07 febrero 2010

Dos vidas en un instante

ALERTA SPOILERS: La sexta temporada de "Perdidos" ya ha empezado. Voy rezagada en comentar "LAX", el primer capítulo, pero sé que puede haber algunos que vayáis igual que yo, o que prefiráis seguir la serie por Fox y Cuatro. En ese caso, es mejor que no sigáis leyendo si no lo habéis visto.

¿Recordáis "Dos vidas en un instante", con Gwyneth Paltrow, o habéis visto "La vida en un hilo", de Edgar Neville? En las dos, a una mujer se le presenta la oportunidad de ver cómo podría haber sido su vida si, en lugar, de quedarse con su novio, o marido, hubiera trabado más contacto con otro hombre con el que coincidió brevemente. Una de las dos vidas era bastante deprimente, mientras la otra era realmente estupenda. Algo así nos va a ofrecer la temporada final de "Perdidos", que riza el rizo y, después de haberse adentrado en los viajes temporales, ahora se atreve con las realidades alternativas, otro gran clásico de la ciencia ficción (pero que es, potencialmente, un campo de minas todavía más complicado que los saltos en el wibbly wobbly timey wimey, en palabras de alguien muy versado en estos temas como el Doctor Who).

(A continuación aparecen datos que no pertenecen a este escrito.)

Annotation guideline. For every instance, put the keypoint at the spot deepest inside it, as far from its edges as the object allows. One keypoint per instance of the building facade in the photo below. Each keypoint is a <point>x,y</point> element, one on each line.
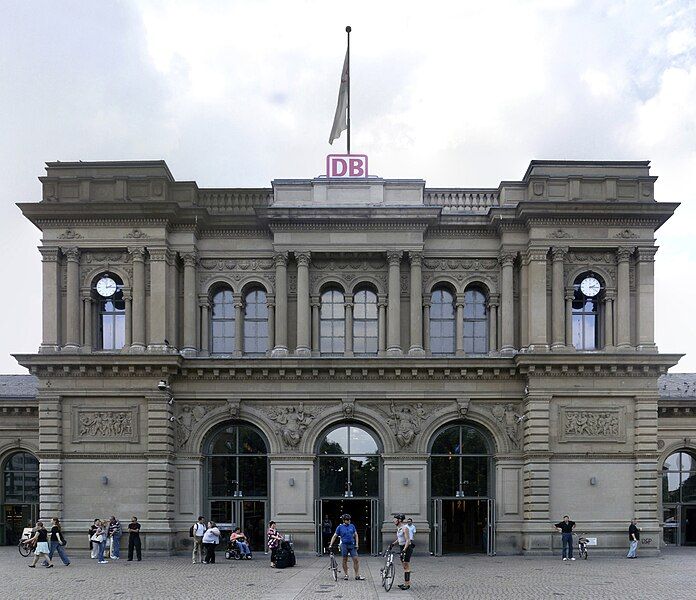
<point>480,359</point>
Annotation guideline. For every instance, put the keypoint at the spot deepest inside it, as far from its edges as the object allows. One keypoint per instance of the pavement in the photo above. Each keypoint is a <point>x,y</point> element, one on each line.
<point>670,576</point>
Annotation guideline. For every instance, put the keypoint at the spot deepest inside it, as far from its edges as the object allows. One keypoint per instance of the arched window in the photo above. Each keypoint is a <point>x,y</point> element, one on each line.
<point>107,289</point>
<point>365,323</point>
<point>255,322</point>
<point>222,325</point>
<point>459,463</point>
<point>475,321</point>
<point>332,324</point>
<point>442,321</point>
<point>586,304</point>
<point>348,463</point>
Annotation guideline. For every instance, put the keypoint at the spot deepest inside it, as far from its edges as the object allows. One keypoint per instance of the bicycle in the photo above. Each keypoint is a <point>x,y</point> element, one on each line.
<point>387,572</point>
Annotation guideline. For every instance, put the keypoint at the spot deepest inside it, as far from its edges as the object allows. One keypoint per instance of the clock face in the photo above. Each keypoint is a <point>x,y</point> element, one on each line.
<point>590,287</point>
<point>106,287</point>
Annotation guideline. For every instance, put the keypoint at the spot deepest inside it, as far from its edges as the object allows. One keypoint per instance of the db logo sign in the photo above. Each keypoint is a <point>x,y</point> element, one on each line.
<point>346,165</point>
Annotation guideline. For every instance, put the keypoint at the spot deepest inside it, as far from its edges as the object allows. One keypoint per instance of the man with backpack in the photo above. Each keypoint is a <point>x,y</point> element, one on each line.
<point>196,532</point>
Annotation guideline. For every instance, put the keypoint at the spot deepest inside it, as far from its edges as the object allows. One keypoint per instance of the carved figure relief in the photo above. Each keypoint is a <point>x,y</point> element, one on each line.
<point>293,422</point>
<point>509,421</point>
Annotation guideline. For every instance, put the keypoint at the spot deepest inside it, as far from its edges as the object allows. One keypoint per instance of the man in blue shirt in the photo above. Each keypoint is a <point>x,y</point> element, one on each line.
<point>350,541</point>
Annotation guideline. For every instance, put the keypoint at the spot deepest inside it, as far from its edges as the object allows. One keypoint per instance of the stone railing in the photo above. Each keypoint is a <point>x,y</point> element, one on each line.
<point>235,201</point>
<point>458,200</point>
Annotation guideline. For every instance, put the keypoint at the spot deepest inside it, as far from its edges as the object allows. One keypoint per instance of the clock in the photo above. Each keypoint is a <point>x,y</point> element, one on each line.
<point>590,287</point>
<point>107,287</point>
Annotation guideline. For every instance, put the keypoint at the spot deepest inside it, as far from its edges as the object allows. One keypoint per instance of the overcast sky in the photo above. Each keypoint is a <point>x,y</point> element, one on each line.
<point>235,94</point>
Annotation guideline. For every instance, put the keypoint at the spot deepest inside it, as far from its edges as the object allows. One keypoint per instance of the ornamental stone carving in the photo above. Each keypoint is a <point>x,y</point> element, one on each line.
<point>105,425</point>
<point>292,423</point>
<point>508,420</point>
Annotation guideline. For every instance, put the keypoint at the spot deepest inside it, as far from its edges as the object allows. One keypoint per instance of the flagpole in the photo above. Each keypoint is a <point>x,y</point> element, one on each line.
<point>348,29</point>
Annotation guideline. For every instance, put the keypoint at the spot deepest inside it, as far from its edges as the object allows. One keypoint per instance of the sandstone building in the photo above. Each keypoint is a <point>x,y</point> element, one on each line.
<point>480,359</point>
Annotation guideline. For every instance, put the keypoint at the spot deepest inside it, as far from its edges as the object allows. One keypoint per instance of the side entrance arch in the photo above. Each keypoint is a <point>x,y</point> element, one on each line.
<point>462,491</point>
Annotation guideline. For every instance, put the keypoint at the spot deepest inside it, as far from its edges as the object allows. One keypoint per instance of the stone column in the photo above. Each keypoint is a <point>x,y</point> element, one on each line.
<point>557,299</point>
<point>381,325</point>
<point>190,261</point>
<point>394,304</point>
<point>138,258</point>
<point>50,268</point>
<point>348,339</point>
<point>238,324</point>
<point>316,306</point>
<point>536,256</point>
<point>159,258</point>
<point>459,326</point>
<point>609,320</point>
<point>281,324</point>
<point>426,324</point>
<point>645,296</point>
<point>204,305</point>
<point>507,321</point>
<point>416,348</point>
<point>493,301</point>
<point>623,300</point>
<point>87,321</point>
<point>72,341</point>
<point>303,348</point>
<point>569,296</point>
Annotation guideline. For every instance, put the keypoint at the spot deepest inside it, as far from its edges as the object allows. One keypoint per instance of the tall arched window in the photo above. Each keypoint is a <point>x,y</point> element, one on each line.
<point>586,305</point>
<point>222,325</point>
<point>255,322</point>
<point>365,322</point>
<point>107,290</point>
<point>442,321</point>
<point>332,324</point>
<point>348,463</point>
<point>475,321</point>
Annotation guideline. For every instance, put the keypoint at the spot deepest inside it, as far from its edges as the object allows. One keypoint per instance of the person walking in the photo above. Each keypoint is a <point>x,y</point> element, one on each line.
<point>115,533</point>
<point>350,542</point>
<point>56,543</point>
<point>40,538</point>
<point>211,538</point>
<point>633,536</point>
<point>405,542</point>
<point>566,527</point>
<point>197,532</point>
<point>134,539</point>
<point>273,539</point>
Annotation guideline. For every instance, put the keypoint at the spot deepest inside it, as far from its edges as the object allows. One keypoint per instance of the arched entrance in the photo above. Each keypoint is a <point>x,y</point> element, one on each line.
<point>236,485</point>
<point>679,498</point>
<point>20,495</point>
<point>462,491</point>
<point>349,475</point>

Las dos realidades parten de un hecho con dos posibilidades, que es la explosión de la bomba al final de la quinta temporada: en una de ellas, Faraday tiene razón y logran cambiar la historia, evitando que el vuelo Oceanic 815 se estrelle; en la otra, la bomba causa el incidente que lleva a la construcción de la estación del Cisne, y todo sigue igual. O peor, porque con la muerte de Jacob, la guerra total se ha desatado en la isla entre la facción de éste último y la del misterioso caballero negro que, además de adoptar la forma de Locke, siempre ha sido el humo negro y sólo tiene una cosa en mente, que no es otra que salir de la isla (volver a casa, dice él, sea donde sea). Siguiendo con mis dejà vú hacia "Galáctica", parece que la realidad número 2, en la que todos están de regreso en Los Ángeles, va a funcionar igual que los flashbacks del último capítulo de la otra serie hacia el pasado de sus personajes, o los que la propia "Perdidos" hacía al principio, mostrándonos cómo son en realidad todas esas personas.

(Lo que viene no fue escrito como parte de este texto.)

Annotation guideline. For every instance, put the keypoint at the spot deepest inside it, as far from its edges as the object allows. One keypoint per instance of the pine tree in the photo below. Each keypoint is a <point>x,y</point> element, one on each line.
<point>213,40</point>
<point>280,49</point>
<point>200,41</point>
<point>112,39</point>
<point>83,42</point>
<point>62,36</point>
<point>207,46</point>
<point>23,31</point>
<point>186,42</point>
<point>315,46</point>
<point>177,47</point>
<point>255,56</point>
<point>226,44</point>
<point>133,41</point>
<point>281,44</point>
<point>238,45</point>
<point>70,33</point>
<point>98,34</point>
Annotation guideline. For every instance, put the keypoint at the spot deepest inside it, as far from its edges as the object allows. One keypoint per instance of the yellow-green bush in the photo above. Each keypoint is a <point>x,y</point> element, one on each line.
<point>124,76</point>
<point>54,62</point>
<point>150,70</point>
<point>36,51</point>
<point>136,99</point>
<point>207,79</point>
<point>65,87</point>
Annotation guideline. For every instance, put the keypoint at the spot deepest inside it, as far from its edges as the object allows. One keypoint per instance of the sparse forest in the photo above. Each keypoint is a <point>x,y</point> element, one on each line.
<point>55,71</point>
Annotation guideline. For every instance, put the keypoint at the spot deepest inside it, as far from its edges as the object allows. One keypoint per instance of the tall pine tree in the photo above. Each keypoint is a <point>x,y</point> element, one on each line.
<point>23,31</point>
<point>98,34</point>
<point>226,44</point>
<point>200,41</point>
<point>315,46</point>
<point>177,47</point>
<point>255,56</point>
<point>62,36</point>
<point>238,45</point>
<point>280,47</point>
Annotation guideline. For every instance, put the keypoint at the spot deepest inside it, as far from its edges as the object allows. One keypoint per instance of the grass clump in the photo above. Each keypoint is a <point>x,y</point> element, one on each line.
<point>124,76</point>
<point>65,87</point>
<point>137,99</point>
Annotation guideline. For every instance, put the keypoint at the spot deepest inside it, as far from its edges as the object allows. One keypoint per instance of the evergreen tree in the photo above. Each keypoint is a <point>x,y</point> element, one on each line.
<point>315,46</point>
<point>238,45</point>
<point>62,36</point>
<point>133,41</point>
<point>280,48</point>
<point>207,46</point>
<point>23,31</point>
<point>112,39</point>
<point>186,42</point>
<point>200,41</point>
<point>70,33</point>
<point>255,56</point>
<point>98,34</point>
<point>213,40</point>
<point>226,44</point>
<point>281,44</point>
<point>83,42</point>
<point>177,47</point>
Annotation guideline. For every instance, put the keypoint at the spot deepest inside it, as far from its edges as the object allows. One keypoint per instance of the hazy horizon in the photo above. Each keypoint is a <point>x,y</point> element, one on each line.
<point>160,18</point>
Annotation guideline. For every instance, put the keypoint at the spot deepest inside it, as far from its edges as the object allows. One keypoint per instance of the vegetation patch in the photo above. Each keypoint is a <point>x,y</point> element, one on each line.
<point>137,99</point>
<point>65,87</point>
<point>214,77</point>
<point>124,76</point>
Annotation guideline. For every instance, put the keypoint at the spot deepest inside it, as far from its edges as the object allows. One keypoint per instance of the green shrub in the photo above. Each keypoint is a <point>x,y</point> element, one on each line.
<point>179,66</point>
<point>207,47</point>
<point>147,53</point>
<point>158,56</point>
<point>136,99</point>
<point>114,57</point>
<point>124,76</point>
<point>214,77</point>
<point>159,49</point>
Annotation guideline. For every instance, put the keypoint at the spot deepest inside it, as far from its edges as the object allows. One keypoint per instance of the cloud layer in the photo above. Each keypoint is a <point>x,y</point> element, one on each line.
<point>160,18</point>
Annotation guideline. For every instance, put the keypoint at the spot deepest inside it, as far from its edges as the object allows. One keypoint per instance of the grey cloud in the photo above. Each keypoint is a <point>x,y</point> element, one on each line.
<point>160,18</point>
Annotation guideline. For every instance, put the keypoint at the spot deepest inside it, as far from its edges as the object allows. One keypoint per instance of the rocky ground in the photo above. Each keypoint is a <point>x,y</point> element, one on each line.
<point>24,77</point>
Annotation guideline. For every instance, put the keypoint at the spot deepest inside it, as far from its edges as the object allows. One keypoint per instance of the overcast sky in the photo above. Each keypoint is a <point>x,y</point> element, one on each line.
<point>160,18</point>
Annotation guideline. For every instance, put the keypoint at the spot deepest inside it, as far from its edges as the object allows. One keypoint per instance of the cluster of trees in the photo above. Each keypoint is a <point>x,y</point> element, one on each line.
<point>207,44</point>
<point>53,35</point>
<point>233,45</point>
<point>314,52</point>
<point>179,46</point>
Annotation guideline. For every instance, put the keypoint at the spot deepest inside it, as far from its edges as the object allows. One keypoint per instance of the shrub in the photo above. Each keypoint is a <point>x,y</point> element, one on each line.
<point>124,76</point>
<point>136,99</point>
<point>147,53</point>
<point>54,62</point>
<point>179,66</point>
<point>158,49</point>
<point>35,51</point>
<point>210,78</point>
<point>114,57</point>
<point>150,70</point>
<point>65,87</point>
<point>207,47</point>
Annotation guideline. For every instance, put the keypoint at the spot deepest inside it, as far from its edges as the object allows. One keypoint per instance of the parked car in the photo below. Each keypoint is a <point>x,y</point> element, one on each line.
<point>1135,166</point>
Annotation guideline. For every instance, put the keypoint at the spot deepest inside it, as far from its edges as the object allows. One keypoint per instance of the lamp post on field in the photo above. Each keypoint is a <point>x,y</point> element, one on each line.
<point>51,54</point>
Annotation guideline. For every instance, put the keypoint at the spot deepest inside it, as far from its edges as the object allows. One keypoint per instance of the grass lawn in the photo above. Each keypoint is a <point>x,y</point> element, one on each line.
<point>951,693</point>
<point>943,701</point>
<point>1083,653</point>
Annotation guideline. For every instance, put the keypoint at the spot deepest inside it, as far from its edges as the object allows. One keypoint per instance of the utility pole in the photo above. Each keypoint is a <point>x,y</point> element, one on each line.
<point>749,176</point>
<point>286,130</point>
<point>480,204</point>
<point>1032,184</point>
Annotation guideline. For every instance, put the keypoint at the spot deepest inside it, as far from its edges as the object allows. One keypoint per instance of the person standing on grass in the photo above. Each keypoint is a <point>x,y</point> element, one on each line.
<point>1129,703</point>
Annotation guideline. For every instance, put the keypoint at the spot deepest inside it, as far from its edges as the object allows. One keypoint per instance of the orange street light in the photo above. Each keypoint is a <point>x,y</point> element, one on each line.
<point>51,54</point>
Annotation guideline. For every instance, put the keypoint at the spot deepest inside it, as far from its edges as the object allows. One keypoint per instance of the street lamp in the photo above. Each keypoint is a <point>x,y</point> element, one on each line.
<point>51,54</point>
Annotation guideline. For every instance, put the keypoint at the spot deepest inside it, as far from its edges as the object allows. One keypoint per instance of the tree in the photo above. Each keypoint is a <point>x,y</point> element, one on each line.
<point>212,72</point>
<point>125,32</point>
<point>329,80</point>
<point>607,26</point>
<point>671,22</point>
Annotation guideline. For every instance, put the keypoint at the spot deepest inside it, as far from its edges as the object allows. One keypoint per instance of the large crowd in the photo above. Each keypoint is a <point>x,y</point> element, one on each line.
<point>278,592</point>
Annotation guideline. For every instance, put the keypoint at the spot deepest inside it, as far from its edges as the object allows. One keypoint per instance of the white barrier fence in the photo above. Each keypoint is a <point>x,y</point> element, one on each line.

Por ahora, hasta que vea por dónde avanza la historia, me reservo mi opinión sobre si esto, además de un homenaje a "Fringe" (vosotros me entendéis), es un acierto o un error. Por un lado, es como un interesante recordatorio de la primera temporada, y por otro, es una historia de aventuras y de la consabida pelea entre el Bien y el Mal. Seis y Baltar, o Aziraphale y Crowley, no estarán por ahí, pero su sombra se va a notar mucho conforme nos acerquemos al último episodio (un crítico estadounidense se preguntaba si "Perdidos" y "Sobrenatural" no iban a acabar pareciéndose mucho. ¿Vendrán el Apocalipsis y las siete plagas de Egipto?). Mis sospechas de que el fandom va a dividirse radicalmente creo que se cumplirán antes de lo que yo pensaba.

Ahora, es una buena elección tener como malo de la función a Terry O'Quinn, y lo que yo quiero es que Sawyer y Hurley se conviertan en los líderes de los Hostiles (porque ésos fijo que eran los Hostiles, los Otros originales cuando la gente de Dharma llegó a la isla, y los que se llevaron a los niños y a algunos de los pasajeros de la cola del avión). Y, en un aparte completamente loco, en mi casa hemos pensado que "LAX" podría haber sido mejor si hubieran puesto todo el episodio piloto y, justo cuando empiezan las turbulencias y el avión parece que va a estrellarse, tengamos un fundido a blanco, la imagen del ojo de Jack y, de banda sonora, este diálogo: "¡Bien, excursionistas, arriba!". Bienvenidos al día de la marmota.

Música de la semana: Esta última semana, he escuchado en un anuncio no recuerdo si de zumo o algo así, "The bare necessities" de banda sonora, una canción que se escuchaba en la versión Disney de "El libro de la selva" (quizás la que tiene la mejor banda sonora de todas). Louis Armstrong la hizo mucho más famosa en un disco que sacó de canciones de Disney.